Use image_generation when you need to:
  • Visualize Concepts: Turn abstract ideas into concrete visual representations.
  • Create Assets: Generate illustrations, icons, or marketing materials.
  • Edit Images: Modify existing images based on natural language instructions (e.g., “Add a red hat to the person in this photo”).
  • Mockup UI: Quickly generate visual prototypes for interfaces or layouts.

Input Parameters

The tool accepts the following parameters:
ParameterTypeRequiredDescription
promptstringYesA detailed text description of the desired image. The model is optimized to follow complex instructions, so be descriptive!
document_idsarray<uuid>NoA list of Document UUIDs representing source images. If provided, these images are used as input for editing or variation tasks.
nintegerNoNumber of images to generate (default: 1, max: 10).
sizestringNoThe resolution of the generated image. Supported values: 1024x1024, 1536x1024, 1024x1536, auto. Defaults to auto.
qualitystringNoThe quality setting. Supported values: high, medium, low, auto. Defaults to auto.
Prompt EngineeringModern image models often rewrite your prompt to optimize it. The tool returns the revised_prompt in the output, which shows you exactly how the model interpreted your request.

Output Structure

The tool returns a structured object containing references to the generated images and metadata.
{
  "images": [
    {
      "type": "media_reference",
      "tool_id": "169e962a-ba15-5233-83c0-b2df685d9344",
      "execution_id": "toolu_01TbFRSPsY9X5aN37X5mzybA",
      "asset_filename": "generated_image_0.png",
      "url": "https://api.ubik-agent.com/v1/assets/tools/...",
      "revised_prompt": "A photorealistic close-up of a futuristic cybernetic cat..."
    }
  ],
  "usage": {
    "input_tokens": 318,
    "output_tokens": 4360,
    "total_tokens": 4678,
    "input_tokens_details": {
      "text_tokens": 124,
      "image_tokens": 194
    }
  },
  "execution_id": "toolu_01TbFRSPsY9X5aN37X5mzybA"
}
FieldDescription
imagesA list of generated image objects. Each contains a secure url to display the image and the revised_prompt used by the model.
usageInformation about the token usage and cost of the generation operation.
execution_idThe unique identifier for this tool execution.

Example Usage

1. Text-to-Image Creation

Generating an image from scratch. Input:
{
  "prompt": "A minimalist logo for a coffee shop named 'Bean & Byte', combining a coffee bean and a computer chip. Vector art style, orange and dark grey colors.",
  "size": "1024x1024"
}

2. Image Editing

Modifying an existing asset. Input:
{
  "prompt": "Change the background to a snowy mountain landscape.",
  "document_ids": ["a1b2c3d4-e5f6-7890-1234-567890abcdef"] 
}
Note: The document provided in document_ids must be a valid image file (PNG, JPG, WEBP).

Capabilities

Source Image Support

One of the most powerful features of this tool is its ability to accept source images.
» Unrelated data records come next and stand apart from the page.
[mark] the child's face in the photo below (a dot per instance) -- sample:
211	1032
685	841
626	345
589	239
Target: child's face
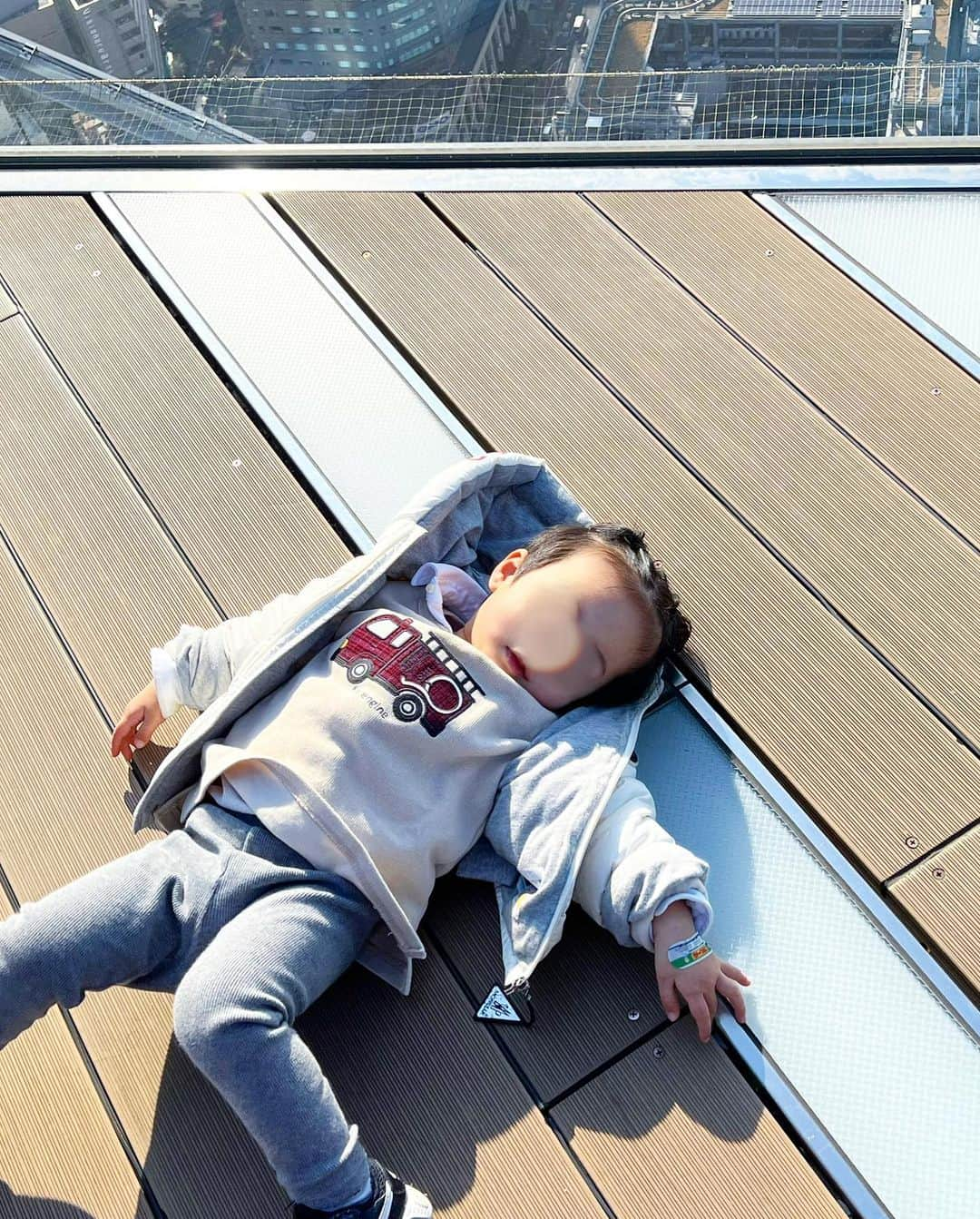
569	623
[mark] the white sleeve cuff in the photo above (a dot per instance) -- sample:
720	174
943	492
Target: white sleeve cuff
701	913
165	679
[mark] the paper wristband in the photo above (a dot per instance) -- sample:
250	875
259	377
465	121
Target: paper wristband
688	952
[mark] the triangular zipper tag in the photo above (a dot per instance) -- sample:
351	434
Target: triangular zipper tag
497	1007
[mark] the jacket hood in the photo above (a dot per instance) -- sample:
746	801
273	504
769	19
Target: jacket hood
478	510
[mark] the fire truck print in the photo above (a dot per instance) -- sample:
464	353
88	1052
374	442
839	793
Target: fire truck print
426	681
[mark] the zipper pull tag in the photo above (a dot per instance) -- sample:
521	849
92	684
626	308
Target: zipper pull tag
503	1005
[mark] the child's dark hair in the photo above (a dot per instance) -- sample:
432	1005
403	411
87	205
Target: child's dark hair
666	628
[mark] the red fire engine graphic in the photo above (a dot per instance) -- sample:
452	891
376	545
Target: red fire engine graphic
426	681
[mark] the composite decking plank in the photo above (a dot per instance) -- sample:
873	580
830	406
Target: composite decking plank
844	734
941	895
655	1124
59	1151
853	358
902	578
202	464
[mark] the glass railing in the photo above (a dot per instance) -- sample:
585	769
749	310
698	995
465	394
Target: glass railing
625	82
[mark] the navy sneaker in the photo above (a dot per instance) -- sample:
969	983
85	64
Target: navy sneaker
389	1198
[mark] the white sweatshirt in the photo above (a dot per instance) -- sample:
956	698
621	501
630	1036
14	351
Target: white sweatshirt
408	802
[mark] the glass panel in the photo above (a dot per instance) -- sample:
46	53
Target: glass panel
888	1072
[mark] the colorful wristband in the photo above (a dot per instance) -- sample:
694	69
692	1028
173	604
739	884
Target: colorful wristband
688	952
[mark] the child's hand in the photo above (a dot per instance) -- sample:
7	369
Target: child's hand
698	984
138	724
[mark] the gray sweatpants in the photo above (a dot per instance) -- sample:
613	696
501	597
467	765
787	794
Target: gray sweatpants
245	934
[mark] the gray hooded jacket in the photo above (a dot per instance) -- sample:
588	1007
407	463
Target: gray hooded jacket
551	797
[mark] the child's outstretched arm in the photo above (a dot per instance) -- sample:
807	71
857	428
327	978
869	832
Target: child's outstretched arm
198	664
649	891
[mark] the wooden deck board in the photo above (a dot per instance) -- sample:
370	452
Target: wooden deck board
649	1127
881	773
59	1151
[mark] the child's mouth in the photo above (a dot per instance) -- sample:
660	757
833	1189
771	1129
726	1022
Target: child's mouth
515	664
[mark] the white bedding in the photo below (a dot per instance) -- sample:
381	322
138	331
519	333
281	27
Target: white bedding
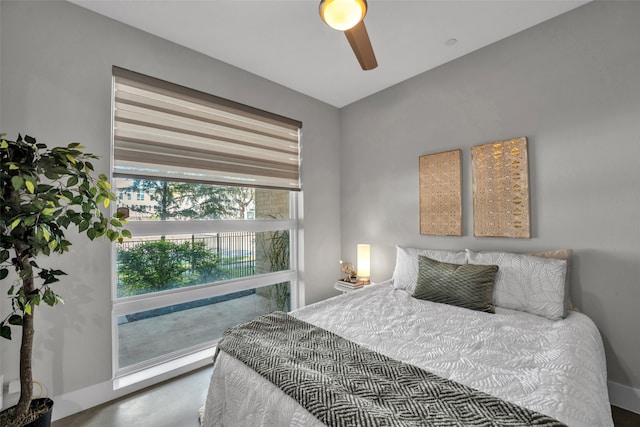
553	367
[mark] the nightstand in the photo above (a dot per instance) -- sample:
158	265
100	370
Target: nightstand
345	289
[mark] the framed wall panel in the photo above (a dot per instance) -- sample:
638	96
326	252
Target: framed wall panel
501	189
441	193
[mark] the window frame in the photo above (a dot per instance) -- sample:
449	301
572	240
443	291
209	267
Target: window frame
126	305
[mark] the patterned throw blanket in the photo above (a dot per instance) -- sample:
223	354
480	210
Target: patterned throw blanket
344	384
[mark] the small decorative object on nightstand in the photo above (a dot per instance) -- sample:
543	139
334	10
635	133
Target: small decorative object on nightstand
346	287
364	263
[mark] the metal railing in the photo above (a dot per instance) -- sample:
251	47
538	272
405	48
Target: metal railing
236	250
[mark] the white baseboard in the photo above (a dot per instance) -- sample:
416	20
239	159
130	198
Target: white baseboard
76	401
624	397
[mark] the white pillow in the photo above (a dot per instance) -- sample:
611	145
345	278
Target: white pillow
405	275
526	283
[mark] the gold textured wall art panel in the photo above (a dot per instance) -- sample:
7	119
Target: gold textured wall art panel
501	189
440	194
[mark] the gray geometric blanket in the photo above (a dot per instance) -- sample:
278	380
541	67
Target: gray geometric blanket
342	383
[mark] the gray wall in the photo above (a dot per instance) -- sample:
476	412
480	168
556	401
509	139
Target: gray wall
572	86
56	85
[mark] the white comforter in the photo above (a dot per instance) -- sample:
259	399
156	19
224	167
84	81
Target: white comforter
553	367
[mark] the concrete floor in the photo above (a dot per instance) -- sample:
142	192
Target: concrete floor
174	403
156	336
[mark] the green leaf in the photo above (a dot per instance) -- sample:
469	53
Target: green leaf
15	320
17	182
91	233
72	181
83	225
5	331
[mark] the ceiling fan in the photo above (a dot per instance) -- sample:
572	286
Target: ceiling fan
348	16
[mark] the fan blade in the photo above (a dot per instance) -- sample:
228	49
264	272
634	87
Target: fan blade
361	45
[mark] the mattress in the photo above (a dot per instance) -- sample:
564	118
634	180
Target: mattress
556	368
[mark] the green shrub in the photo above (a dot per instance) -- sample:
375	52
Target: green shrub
163	264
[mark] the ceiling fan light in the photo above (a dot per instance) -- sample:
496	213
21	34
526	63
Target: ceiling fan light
342	15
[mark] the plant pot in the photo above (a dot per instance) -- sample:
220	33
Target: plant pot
44	420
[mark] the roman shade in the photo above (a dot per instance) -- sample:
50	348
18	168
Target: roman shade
166	131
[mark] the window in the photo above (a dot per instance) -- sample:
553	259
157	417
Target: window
214	243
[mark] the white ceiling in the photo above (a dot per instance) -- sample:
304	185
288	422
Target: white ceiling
285	41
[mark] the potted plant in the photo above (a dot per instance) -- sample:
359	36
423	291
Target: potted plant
44	192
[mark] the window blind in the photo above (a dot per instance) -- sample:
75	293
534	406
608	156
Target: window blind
167	131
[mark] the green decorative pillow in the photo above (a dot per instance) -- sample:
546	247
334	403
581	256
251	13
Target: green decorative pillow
463	285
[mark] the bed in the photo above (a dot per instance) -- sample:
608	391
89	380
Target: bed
530	352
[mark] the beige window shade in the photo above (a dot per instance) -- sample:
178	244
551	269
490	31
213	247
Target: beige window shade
167	131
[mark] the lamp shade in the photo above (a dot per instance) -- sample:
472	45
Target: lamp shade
342	14
364	263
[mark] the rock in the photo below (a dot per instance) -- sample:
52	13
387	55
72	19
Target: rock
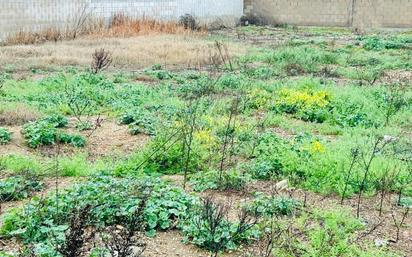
381	242
282	185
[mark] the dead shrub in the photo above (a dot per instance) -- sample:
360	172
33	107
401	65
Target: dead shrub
102	60
188	21
120	25
251	19
17	115
294	69
76	235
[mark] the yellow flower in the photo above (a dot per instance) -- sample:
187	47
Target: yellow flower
317	147
205	138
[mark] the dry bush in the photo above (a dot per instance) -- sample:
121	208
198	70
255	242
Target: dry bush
132	53
120	25
17	115
102	60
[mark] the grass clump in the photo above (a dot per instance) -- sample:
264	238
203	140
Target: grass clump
18	187
5	136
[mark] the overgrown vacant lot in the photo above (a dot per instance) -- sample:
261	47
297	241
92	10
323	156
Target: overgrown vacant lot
254	141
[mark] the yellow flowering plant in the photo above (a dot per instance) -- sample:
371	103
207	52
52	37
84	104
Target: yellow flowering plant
304	104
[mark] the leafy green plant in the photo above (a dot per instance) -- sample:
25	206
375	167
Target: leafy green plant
18	187
109	199
264	169
271	206
166	208
74	140
39	133
139	121
231	180
208	227
45	132
57	120
5	136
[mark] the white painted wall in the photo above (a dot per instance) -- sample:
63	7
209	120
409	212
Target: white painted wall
31	15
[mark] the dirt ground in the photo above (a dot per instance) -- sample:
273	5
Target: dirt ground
130	54
108	140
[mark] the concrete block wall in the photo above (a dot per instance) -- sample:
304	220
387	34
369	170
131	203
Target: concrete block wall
345	13
32	15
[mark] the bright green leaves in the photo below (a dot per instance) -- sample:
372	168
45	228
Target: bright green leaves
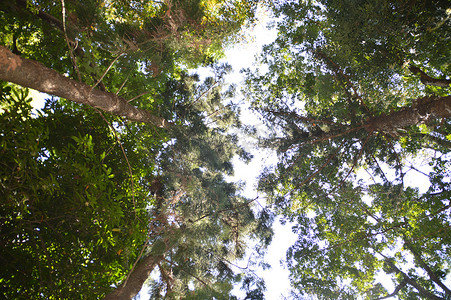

By passing document_ids, you can:
  • Edit: Ask the model to add, remove, or change elements in the uploaded picture.
  • Inspire: Use the composition or color palette of the source image to guide the new generation.

Automatic Optimization

The tool handles the complexity of image formats and API constraints for you. It automatically:
  • Converts uploaded documents to the correct format (PNG) required by the model.
  • Resizes images if they exceed the maximum input dimensions.
  • Manages temporary storage for intermediate processing steps.